Ecrit et publié par Raphaël Juldé et DJ Zukry le 28/12/2004 sur le blog Palindrome
5 commentaires:
Ah là là, Raphaël,mais qu'est ce qui vous arrive... Vous êtes vraiment fier d'un texte pareil? Quelle inutilité de saisir son stylo, son clavier,pour cette morne prose pas drôle. A quoi bon brûler une gerbe d'instants pour cette pochade? Sans doute pour vous prouvez que vous existez encore; le silence eut été plus noble. Ou bien parlez-nous de Corbière, de Claude-Louis Combet, sans doute plus grand prosateur français moderne (et de plus un homme passionnant),donnez-nous des notes de lecture ou des fulgurances, l"oiseau d'une nuit d'Idumée",enfin quelque bribes sacrées du Logos, l'utile lien du chant...
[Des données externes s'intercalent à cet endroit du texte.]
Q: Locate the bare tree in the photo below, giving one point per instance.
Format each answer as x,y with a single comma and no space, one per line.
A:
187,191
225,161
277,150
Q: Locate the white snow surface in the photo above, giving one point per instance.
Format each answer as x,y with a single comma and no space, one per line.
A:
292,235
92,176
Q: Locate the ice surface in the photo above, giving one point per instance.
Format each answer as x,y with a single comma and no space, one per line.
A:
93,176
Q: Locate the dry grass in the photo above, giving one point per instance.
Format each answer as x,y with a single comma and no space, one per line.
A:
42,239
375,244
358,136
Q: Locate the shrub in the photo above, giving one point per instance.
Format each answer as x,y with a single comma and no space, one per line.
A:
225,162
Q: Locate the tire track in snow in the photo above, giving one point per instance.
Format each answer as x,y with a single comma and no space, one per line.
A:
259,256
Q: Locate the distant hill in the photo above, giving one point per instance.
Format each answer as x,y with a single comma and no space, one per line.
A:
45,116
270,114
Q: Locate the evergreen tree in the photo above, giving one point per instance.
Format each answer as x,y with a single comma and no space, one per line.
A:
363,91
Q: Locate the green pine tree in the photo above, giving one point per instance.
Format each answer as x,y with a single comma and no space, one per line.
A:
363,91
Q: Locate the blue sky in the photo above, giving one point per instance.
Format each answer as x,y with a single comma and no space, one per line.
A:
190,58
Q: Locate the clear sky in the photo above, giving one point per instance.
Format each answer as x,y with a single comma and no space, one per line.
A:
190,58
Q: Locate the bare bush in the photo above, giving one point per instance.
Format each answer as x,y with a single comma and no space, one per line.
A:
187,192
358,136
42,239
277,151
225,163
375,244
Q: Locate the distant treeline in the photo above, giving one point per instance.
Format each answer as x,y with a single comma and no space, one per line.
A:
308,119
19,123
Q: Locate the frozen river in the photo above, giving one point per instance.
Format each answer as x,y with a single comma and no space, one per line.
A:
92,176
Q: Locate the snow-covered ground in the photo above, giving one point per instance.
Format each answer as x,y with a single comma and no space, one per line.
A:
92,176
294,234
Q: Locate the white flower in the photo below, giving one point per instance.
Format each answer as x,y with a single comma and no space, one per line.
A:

Restif en son morne retour,parole grisatre, âme dévoyée.
Moi je me suis bien marré!
D.G.
Attention ! c'est une resucée, ce n'est pas une oeuvre vierge !
Mais Restif, si je vous donnais exactement ce que vous attendez, quel besoin auriez-vous de me lire ?
Right. Mais sije n'étais que louanges , ce serait fastidieux.
Ps A propos, le tout dernier est jouissif. L'adjectif fait mouche, on reluit!